US Rare Earths Anticipates Cost, Time Savings from Adit Re-opening

It can be easy to miss news released at the end of the week, but investors focused on the rare earth elements (REE) space likely won't want to lose track of last Friday's announcement from US Rare Earths (OTCQB:UREE).

The company capped the week off by revealing that it has received approval from the US Forest Service to re-open the Last Chance northern adit. In doing so, it will gain access to the Last Chance vein, which it says is "one of the longest identified mineralized veins in the Lemhi Passarea of Idaho and Montana."

What's in an adit?

Understanding the significance of US Rare Earths' news requires one simple piece of geological knowledge: what is an adit?

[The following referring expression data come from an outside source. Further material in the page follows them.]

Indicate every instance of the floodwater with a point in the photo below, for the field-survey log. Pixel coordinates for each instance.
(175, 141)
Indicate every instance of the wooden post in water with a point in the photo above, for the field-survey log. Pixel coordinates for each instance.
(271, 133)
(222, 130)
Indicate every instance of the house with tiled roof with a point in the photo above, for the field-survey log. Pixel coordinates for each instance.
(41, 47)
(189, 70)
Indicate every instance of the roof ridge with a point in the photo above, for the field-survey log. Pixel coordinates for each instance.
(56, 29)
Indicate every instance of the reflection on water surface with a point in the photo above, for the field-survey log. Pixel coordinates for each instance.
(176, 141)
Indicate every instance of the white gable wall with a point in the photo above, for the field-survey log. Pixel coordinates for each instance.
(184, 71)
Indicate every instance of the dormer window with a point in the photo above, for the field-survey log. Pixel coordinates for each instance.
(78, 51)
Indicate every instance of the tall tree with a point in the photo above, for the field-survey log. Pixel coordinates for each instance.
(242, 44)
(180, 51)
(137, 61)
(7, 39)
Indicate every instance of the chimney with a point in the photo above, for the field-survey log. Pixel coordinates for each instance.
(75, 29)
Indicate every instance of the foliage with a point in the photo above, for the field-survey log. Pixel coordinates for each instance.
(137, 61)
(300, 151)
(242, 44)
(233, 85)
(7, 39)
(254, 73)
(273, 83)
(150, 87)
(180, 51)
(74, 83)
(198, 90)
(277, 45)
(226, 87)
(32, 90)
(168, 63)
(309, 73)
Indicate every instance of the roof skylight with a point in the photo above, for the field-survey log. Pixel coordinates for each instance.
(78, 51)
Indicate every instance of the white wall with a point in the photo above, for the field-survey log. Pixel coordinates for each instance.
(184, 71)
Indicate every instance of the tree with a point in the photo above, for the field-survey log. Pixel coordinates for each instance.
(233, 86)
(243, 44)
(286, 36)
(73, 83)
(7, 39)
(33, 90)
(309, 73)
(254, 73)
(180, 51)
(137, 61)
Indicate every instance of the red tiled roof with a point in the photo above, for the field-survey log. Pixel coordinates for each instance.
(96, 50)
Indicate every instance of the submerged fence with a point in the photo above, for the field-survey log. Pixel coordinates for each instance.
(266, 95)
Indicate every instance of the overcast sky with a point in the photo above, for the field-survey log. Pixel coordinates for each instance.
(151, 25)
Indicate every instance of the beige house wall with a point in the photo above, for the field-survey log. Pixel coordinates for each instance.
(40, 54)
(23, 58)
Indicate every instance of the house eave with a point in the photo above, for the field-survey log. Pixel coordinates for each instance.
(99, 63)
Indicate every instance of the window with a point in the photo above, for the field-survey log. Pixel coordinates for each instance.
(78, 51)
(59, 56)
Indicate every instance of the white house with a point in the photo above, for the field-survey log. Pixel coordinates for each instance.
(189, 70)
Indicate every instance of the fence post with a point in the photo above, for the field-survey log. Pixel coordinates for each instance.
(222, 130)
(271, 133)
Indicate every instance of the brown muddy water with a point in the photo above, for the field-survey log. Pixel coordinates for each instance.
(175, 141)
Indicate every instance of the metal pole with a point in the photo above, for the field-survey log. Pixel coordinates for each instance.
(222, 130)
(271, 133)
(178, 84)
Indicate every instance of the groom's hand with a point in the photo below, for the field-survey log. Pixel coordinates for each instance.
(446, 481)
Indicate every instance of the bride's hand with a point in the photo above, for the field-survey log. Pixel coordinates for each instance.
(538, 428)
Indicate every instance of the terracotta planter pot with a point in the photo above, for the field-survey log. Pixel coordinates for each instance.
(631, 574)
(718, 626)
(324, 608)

Put very simply, an adit is a horizontal or near-horizontal entrance to an underground mine. Adits can be used for water drainage, ventilation or simply to extract minerals, and are generally preferred over vertical shafts as they tend to be cheaper; indeed, adits of between 1 and 2 miles can be economically feasible.

From the sounds of it, US Rare Earths will certainly be privy to cost — and time — savings. As CEO Kevin Cassidy said, "[w]e estimate that the opening of the Last Chance existing adits will save the company approximately $6 million and reduce our development time by at least three years." He added that the move will put the company "well ahead of [its] peers and well on [its] way of executing our strategy of providing a complete domestic supply chain solution of critical rare earths which are made in America."

Also significant, said Cassidy, is the fact that US Rare Earths now has "the prospect of being the first underground mine since the 1960′s in the US to remove rare earth material."